CRITIQUE, opéra. LYON, le16 déc 2022. L BERNSTEIN : Candide. Orchestre et Chœurs de l’opéra de Lyon, Wayne Marshall. Voltaire, terre à terre.
Pour sa création lyonnaise, Candide convainc vocalement, mais déçoit scéniquement. Une lecture aseptisée qui gomme l’ironie et le comique de l’œuvre, comme de l’œuvre-source.

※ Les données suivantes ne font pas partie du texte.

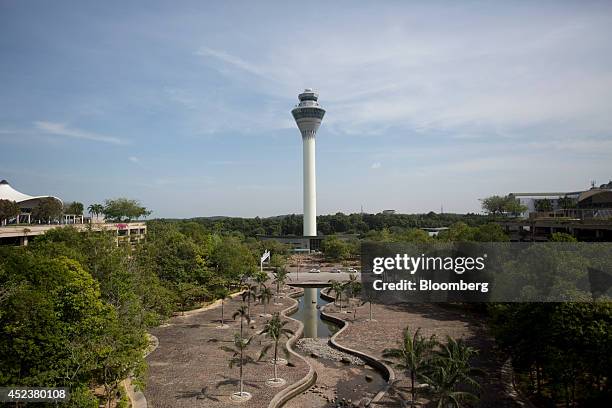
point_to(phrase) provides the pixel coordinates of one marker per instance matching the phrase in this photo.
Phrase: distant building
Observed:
(587, 215)
(26, 202)
(18, 230)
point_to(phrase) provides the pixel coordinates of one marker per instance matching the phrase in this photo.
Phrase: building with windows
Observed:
(26, 202)
(587, 215)
(19, 230)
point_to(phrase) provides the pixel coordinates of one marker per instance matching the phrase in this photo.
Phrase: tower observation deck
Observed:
(308, 115)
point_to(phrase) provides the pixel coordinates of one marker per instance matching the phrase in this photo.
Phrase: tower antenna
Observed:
(308, 115)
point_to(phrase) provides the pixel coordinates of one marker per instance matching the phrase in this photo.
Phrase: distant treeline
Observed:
(338, 223)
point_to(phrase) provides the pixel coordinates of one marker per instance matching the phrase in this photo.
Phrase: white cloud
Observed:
(60, 129)
(232, 60)
(491, 76)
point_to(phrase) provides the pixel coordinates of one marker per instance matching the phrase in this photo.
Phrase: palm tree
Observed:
(413, 355)
(280, 277)
(264, 296)
(243, 314)
(250, 293)
(240, 346)
(350, 285)
(95, 209)
(337, 288)
(275, 329)
(223, 294)
(261, 279)
(369, 299)
(450, 369)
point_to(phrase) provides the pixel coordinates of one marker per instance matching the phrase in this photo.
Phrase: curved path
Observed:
(189, 370)
(371, 337)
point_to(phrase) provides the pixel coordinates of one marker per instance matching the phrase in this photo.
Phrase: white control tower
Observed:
(308, 115)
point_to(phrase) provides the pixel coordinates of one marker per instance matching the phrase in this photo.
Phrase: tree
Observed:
(222, 294)
(543, 205)
(337, 288)
(243, 314)
(494, 204)
(231, 258)
(369, 299)
(261, 278)
(123, 209)
(334, 248)
(8, 210)
(55, 328)
(264, 296)
(413, 355)
(48, 209)
(280, 277)
(73, 208)
(275, 329)
(188, 293)
(451, 368)
(95, 209)
(250, 293)
(240, 346)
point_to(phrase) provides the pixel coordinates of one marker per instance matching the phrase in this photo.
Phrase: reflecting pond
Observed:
(308, 313)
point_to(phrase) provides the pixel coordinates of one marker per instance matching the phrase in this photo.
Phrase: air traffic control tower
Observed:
(308, 115)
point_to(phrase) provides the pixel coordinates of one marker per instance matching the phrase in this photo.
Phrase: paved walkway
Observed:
(373, 337)
(189, 370)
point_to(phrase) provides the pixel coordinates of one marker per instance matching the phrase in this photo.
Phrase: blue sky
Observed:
(186, 105)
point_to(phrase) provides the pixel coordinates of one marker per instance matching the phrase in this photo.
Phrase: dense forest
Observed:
(75, 307)
(338, 223)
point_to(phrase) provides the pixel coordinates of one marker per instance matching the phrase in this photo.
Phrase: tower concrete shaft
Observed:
(308, 115)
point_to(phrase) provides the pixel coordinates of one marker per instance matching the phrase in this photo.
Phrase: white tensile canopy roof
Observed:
(9, 193)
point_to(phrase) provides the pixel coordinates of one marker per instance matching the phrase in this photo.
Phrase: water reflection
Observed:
(308, 313)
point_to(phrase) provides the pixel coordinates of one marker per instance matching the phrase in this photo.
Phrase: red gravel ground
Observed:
(189, 370)
(372, 337)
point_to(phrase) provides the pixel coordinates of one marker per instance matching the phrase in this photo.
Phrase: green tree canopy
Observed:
(123, 209)
(47, 209)
(334, 248)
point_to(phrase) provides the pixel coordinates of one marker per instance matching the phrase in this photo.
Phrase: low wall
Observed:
(385, 370)
(308, 381)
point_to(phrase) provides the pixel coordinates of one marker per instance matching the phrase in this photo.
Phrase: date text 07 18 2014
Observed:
(33, 394)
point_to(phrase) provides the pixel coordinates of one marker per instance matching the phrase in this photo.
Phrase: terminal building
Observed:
(20, 229)
(587, 215)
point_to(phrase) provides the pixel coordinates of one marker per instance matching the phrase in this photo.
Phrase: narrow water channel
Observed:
(308, 313)
(338, 383)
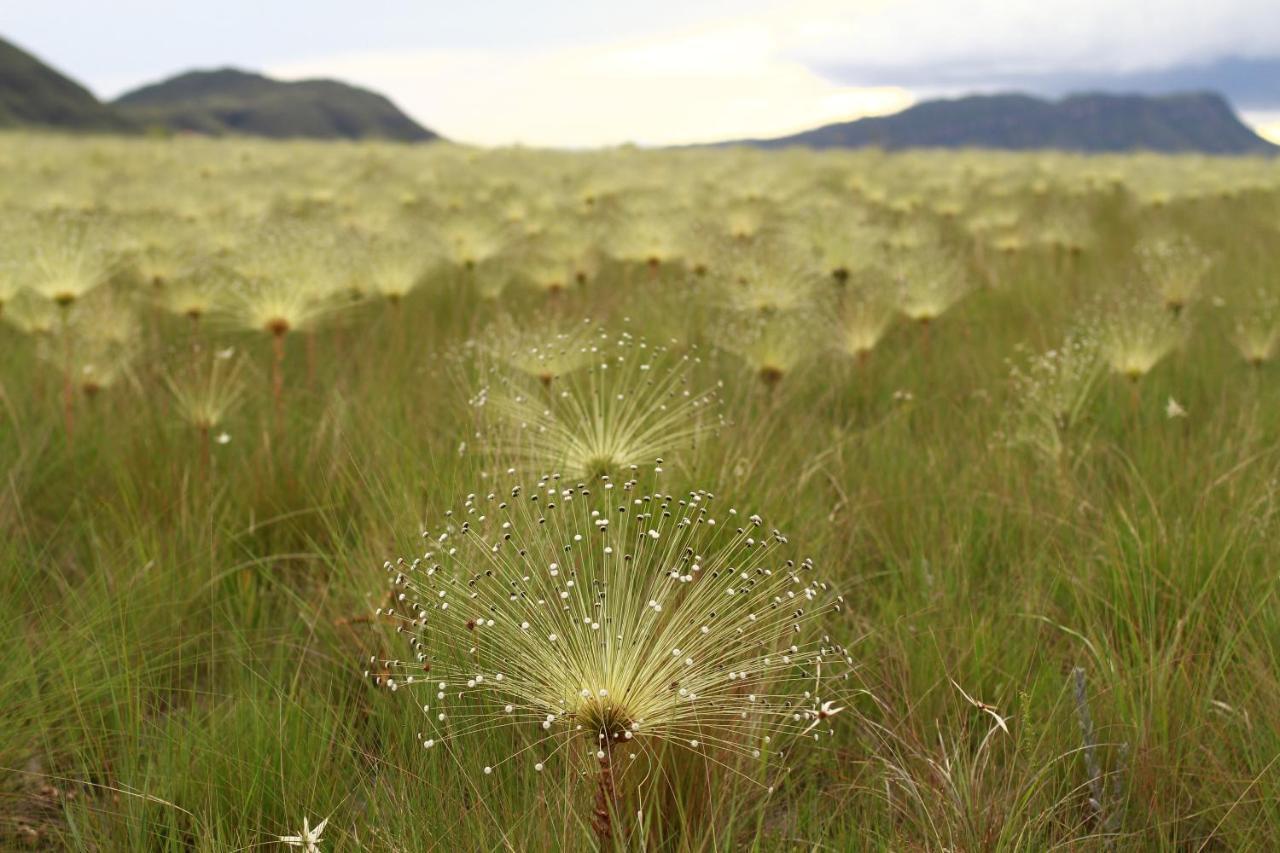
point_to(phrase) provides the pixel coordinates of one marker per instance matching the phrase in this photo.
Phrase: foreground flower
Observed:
(309, 839)
(608, 624)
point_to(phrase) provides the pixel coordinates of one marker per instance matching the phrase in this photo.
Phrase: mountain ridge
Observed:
(229, 100)
(32, 94)
(1088, 122)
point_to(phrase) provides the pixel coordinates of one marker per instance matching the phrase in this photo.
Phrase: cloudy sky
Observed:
(595, 72)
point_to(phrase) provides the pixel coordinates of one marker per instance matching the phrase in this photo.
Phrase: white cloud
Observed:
(1041, 36)
(759, 72)
(722, 81)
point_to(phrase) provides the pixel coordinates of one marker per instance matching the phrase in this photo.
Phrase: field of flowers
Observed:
(419, 497)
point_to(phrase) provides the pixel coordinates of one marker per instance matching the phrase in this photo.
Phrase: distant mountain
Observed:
(33, 94)
(1200, 122)
(229, 101)
(1246, 82)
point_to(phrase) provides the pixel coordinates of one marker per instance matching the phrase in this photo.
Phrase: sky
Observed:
(599, 72)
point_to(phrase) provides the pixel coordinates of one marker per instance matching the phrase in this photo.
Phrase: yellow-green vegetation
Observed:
(727, 500)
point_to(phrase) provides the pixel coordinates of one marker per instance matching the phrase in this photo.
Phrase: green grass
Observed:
(182, 657)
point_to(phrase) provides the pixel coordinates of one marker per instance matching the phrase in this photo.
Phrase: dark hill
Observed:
(33, 94)
(231, 101)
(1097, 123)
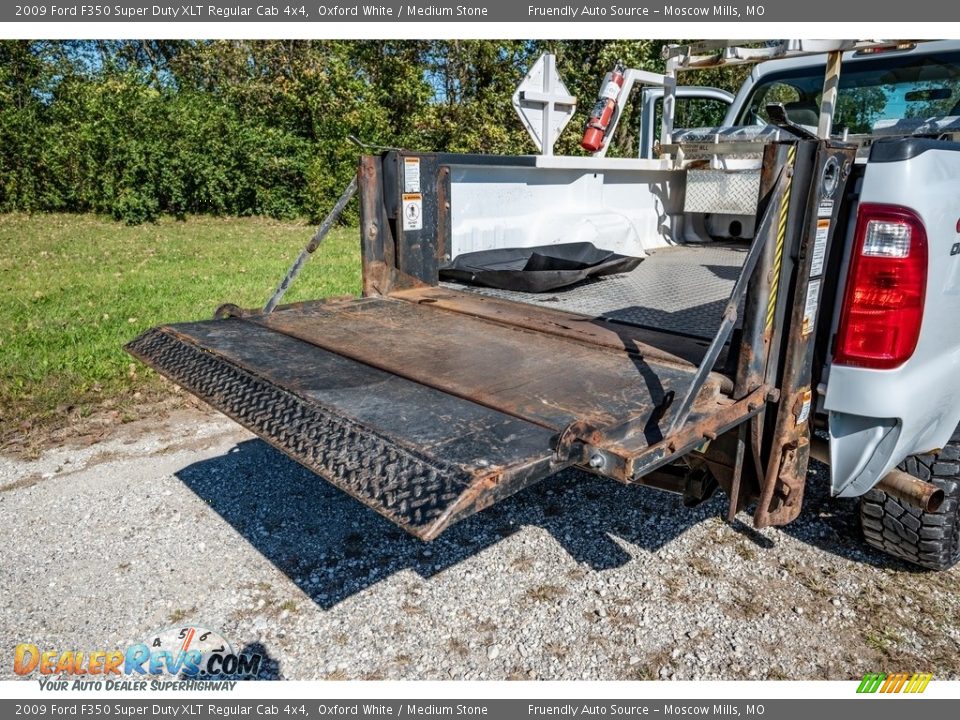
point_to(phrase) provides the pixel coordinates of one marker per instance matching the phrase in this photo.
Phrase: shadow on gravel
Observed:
(332, 546)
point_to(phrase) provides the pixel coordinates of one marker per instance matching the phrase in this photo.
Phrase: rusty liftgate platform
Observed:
(429, 404)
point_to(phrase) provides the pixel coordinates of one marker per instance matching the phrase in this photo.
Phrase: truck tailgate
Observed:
(425, 414)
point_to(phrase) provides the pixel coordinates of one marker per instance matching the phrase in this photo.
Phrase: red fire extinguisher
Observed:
(603, 110)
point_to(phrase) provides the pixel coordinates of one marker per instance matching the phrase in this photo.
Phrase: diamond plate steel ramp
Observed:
(422, 458)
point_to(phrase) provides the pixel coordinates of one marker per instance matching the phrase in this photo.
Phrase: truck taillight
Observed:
(883, 302)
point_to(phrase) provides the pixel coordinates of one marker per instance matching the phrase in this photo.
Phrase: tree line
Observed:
(138, 129)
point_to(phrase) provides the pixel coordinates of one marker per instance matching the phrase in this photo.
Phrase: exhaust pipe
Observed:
(896, 483)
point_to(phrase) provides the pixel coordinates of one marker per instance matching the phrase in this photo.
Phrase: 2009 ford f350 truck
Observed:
(800, 280)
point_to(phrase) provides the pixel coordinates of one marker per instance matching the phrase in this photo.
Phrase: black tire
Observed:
(927, 539)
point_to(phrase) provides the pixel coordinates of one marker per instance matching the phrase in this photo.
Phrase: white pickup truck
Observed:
(779, 287)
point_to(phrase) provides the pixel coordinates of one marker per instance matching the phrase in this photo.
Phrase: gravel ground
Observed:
(189, 518)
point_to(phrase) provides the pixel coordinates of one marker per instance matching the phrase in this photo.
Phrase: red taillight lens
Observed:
(883, 302)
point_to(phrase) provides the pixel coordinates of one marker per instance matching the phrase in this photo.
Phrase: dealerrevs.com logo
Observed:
(178, 658)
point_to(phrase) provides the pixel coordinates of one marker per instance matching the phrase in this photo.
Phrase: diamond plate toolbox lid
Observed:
(722, 192)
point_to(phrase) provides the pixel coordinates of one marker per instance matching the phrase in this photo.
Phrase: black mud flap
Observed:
(536, 269)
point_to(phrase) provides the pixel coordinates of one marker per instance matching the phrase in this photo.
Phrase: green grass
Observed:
(75, 288)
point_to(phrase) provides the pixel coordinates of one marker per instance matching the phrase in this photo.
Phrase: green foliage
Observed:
(138, 129)
(75, 288)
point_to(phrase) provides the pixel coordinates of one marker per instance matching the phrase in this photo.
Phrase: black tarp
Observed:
(536, 269)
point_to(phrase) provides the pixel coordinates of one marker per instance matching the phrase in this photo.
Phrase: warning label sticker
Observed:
(810, 308)
(820, 247)
(411, 175)
(412, 211)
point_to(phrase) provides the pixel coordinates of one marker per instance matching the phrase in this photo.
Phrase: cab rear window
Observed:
(888, 87)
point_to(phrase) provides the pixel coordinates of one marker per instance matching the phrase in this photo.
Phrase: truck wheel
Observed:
(928, 539)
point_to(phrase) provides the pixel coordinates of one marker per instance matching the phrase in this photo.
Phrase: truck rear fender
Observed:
(879, 417)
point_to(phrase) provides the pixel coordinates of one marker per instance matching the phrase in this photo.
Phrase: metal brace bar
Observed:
(311, 247)
(733, 304)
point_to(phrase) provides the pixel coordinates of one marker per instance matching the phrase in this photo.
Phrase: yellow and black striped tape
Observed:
(781, 239)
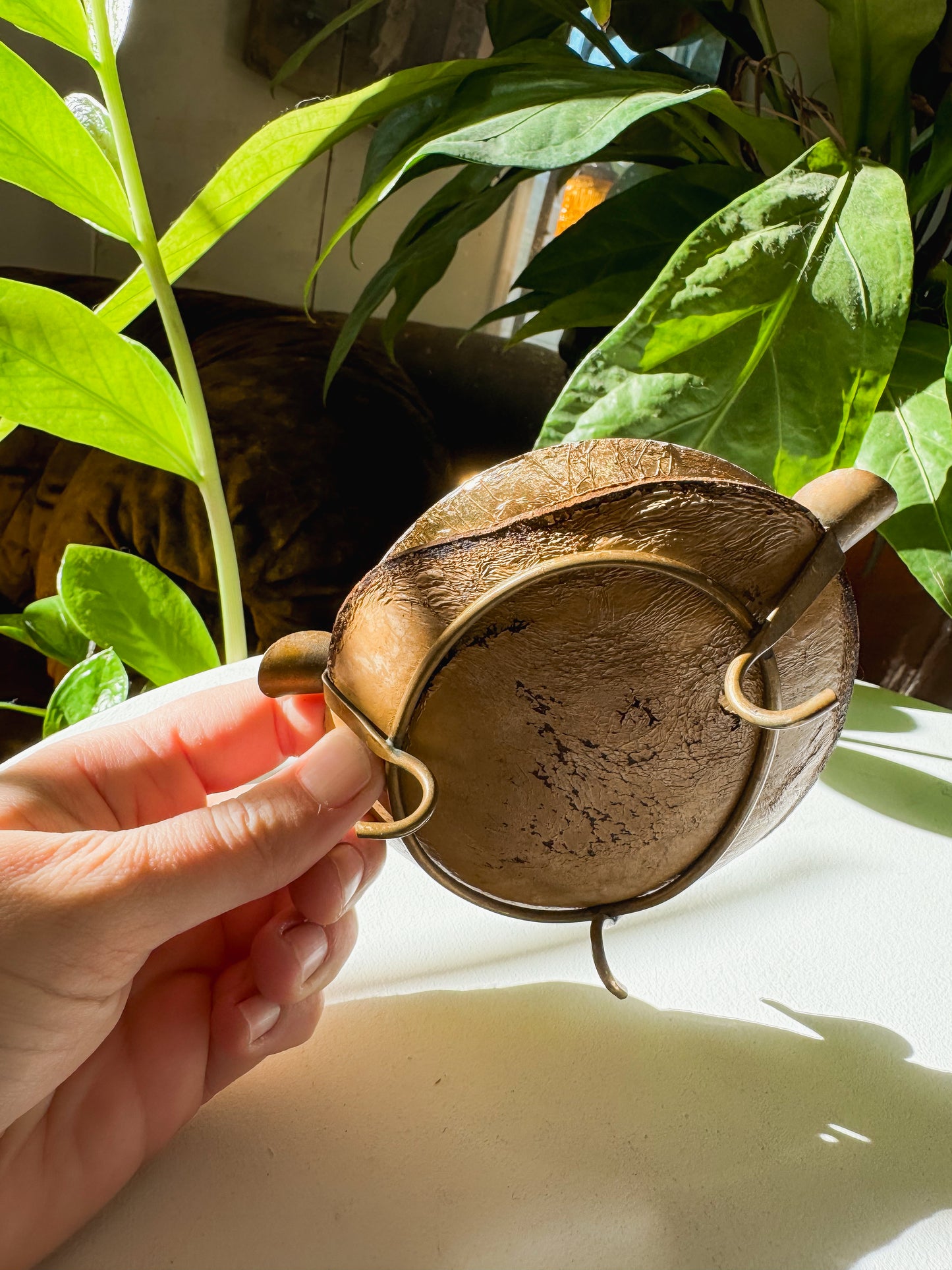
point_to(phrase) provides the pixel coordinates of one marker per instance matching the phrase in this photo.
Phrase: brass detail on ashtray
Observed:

Sur scène, un plateau vide, une longue rangée de chaises sur lesquelles viennent progressivement s’assoir les chœurs et la vingtaine de personnages de cette « comic operetta », un énorme globe en plastique, qui passera de cour à jardin, symbolisant, on suppose, la terre et les voyages des protagonistes, et un énorme banc blanc lumineux et coulissant dont on ne comprend pas très bien l’utilité. La chorégraphie minimaliste de Annie B. Parson peut séduire au premier abord, mais s’avère très vite répétitive et vide de sens, statique, d’un ennui mortifère et peine à convaincre d’un point de vue dramatique, malgré une machine à mousse, qui réveille, bien brièvement, le spectateur de sa torpeur. Photo : L Bernstein (DR)
Candide à l’Opéra de Lyon
Voltaire, terre à terre
mais remarquable Cunégonde de Sharleen Joynt
Metteur en scène et chorégraphe ont oublié qu’il s’agit d’une œuvre comique, qui déploie des trésors d’ironie et d’inventivité auxquels les spectateurs lyonnais n’ont pu guère goûter. L’absence totale de direction d’acteur, déjà rédhibitoire pour toute œuvre scénique, l’est encore plus s’agissant d’une intrigue où l’on est censé constamment voyager. La très brève note d’intention du metteur en scène Daniel Fisch ne nous dit strictement rien sur ses intentions, se bornant à nous prévenir que l’on ne verrait pas « de représentation littérale » des nombreux événements qui ponctuent le conte et sa transposition lyrique. Fisch se fiche de nous dans un texte aussi minimaliste que sa lecture de l’œuvre pourtant très riche dans sa texture musicale en partie parodique des formes anciennes et modernes (tango, valse, jazz, grand air d’opéra romantique).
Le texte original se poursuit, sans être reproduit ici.